NEW YORK (Reuters) - The board overhaul announced by Whole Foods Markets Inc WFM.O on Wednesday has failed to satisfy Jana Partners, according to a person familiar with the matter, signaling that the month-long battle between the organic grocer and activist hedge fund is no nearer to a conclusion.

Jana, which owns 8.3 percent of the company, is worried about the lack of grocery experience among the five new directors the company appointed on Wednesday, the person said, as well as their arrival after, rather than before, the company’s introduction of a new operational plan.

Whole Foods’ new directors include the former chief executive of sports retailer Foot Locker, the former CFO of electronics chain Best Buy and the founder of Panera Bread. The company did not appoint any directors that Jana proposed last month.
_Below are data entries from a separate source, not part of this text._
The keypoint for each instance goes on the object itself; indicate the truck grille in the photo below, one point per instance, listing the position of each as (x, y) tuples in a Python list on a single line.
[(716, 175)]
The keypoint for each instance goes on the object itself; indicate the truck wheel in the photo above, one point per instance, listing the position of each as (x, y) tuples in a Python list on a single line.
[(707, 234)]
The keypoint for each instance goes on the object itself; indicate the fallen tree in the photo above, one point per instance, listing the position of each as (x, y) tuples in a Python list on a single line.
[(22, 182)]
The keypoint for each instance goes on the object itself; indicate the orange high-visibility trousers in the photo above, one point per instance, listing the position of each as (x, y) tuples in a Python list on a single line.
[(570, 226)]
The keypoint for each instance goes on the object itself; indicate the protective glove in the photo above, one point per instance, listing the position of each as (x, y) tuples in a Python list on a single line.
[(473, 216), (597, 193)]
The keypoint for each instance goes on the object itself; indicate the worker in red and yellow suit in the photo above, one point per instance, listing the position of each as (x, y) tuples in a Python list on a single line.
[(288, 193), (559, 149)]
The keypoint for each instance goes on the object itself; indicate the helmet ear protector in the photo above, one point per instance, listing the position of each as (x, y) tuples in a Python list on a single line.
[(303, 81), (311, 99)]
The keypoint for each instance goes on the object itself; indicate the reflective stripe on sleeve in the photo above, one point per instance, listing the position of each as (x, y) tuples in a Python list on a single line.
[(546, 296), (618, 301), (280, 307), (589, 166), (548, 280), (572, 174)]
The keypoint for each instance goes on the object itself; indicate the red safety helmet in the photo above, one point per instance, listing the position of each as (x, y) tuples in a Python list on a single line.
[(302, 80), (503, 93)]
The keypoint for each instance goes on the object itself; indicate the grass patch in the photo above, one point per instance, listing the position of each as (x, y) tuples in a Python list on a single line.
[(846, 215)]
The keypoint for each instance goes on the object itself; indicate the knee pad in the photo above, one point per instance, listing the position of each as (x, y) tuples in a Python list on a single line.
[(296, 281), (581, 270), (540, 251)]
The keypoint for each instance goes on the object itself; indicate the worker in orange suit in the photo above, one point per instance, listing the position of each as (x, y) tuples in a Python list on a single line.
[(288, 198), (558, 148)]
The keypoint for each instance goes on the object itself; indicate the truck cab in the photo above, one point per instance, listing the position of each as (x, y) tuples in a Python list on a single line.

While the hedge fund appreciates the board overhaul and the operating experience of the new directors, Jana wants more directors on the board with grocery industry experience, like that of current board member, Walter Robb, according to the person familiar with the matter.

Jana declined to comment on the new Whole Foods board and operational plan.

Whole Foods’ new board chair, Gabrielle Sulzberger, praised the operating and retail experience of the new directors during the company’s earnings call on Wednesday. Sulzberger noted that the new board now has four women and nine former CEOs or CFOs.

“These new directors are value creators and recognized leaders in their respective areas of expertise,” Sulzberger said.

Whole Foods shares were up 2.6 percent at $37.21 in afternoon trading.

In an analyst note, Credit Suisse said: “We see the moves as a step in the right direction, but were disappointed by the lack of food retail experience among the new board members.” Credit Suisse rates the stock an outperform.

JPMorgan, which has a neutral weighting on the stock, noted the company’s new set of ambitious goals and said the key will be whether Whole Foods can accomplish them.

“Whole Foods made numerous intelligent moves yesterday – the key now will be execution,” the bank said in a research note.

Corporate battles with activists often end in a settlement, where the company works with the investor to add new blood to the board in exchange for the hedge fund keeping quiet for at least a year.

That was not the case with Whole Foods’ announcement, meaning Jana can still pressure the company openly and can nominate its four previously identified director candidates at next year’s annual meeting.

Whole Foods said on its Wednesday call that it offered to appoint two of Jana’s nominees for the board, but the hedge fund balked at the offer.

“Presumably, one option involves agitating for a sale if the company’s value enhancement plan shows even a hint of sputtering,” said Don Bilson, head of event-driven research at Gordon Haskett.